Celui qui met un frein a la fureur des flots,
Sait aussi des mechants arreter les complots.
Soumis avec respect a la volonte sainte,
Je crains Dieu — et n'ai point d'autre crainte.[22]

[23]

Зубов молчал. Он видел, что государыня взволнована, и не знал, как отвлечь ее от мрачных мыслей, которым она в последнее время все чаще и чаще предавалась. Поэтому он обрадовался, когда за портьерой услыхал голос Льва Нарышкина, который говорил:

— Ну, Захарушка, говори: слава Богу!

— Что, батюшка, Лев Александрович! — слышался голос Захара. — Али вода убывает?

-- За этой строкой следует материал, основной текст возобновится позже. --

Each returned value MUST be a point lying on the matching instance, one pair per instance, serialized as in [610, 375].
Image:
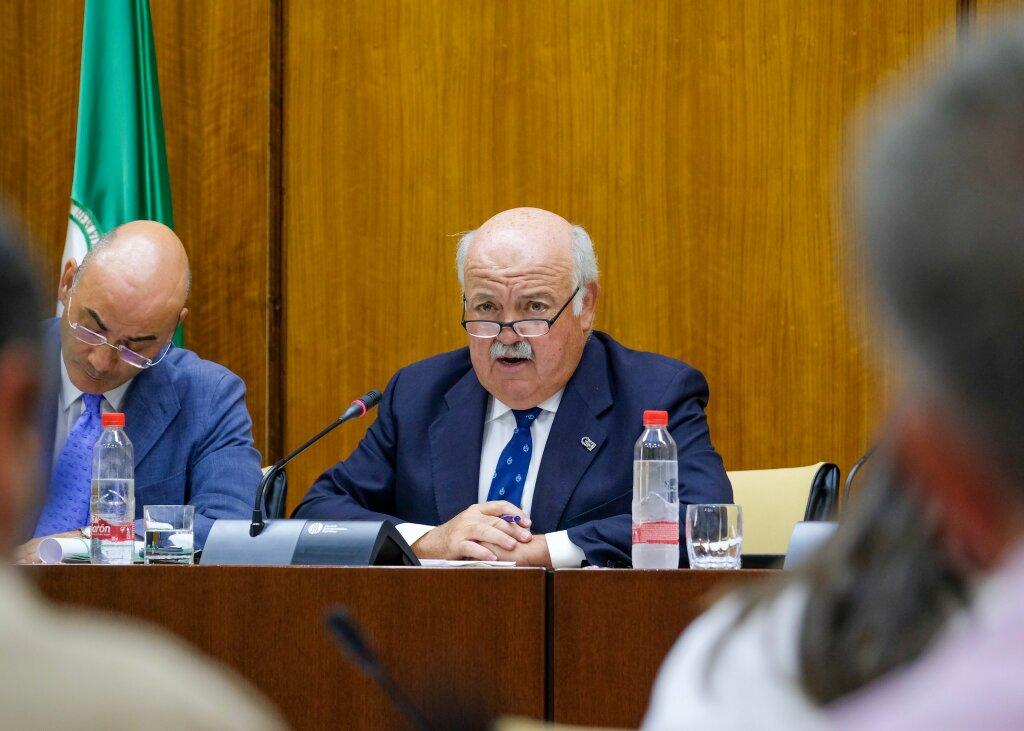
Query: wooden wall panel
[215, 62]
[216, 71]
[41, 47]
[696, 141]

— Убывает, Захарушка, убывает.

— Да вы, батюшка, мокрехоньки!

— Еще бы! Ведь поросят своих спасал.

Екатерина улыбнулась. Она уж догадалась, что Левушка выдумал какую-нибудь проказу, чтоб отвлечь ее от хандры, чаще и чаще посещавшей стареющую императрицу.

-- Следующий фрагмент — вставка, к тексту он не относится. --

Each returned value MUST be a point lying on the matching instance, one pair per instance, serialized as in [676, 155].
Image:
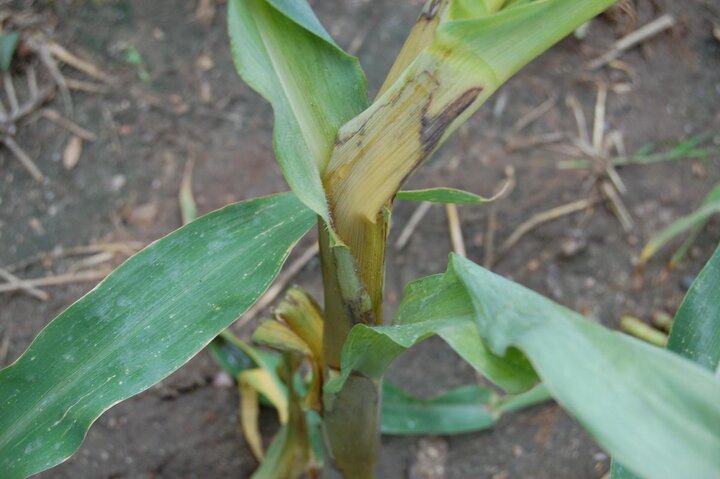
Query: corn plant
[345, 158]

Из-за портьеры показался Нарышкин. Он был действительно промочен дождем. С парика его скатывались капли.

— Ну, матушка государыня, — заговорил он, вступая в кабинет, — и не чаял живу быть.

— Что так? — спросила государыня.

— Да поросят своих спасал, матушка.

— От наводнения?

— Что, матушка, наводнения! От княгини Дашковой спасал.

— Как! И у тебя с ней ссора из-за свиней?

— Нету, матушка, какая ссора! То она у брата моего побила свиней, это старая история… И стала она с той поры сущим Емелькой Пугачевым: чьих бы свиней ни встретила, сейчас рубить!.. Вот как сегодня случилось наводнение, у меня подвальный этаж и залило водой. А в подвальном этаже у меня выкармливались молочком прехорошенькие голландские поросятки, потомки тех, что зарубила ее сиятельство, двора вашего императорского величества статс-дама, Академии наук директор, Императорской Российской академии президент и кавалер княгиня Екатерина Романовна Дашкова… Ох, матушка! Дай передохнуть, такой титул большой.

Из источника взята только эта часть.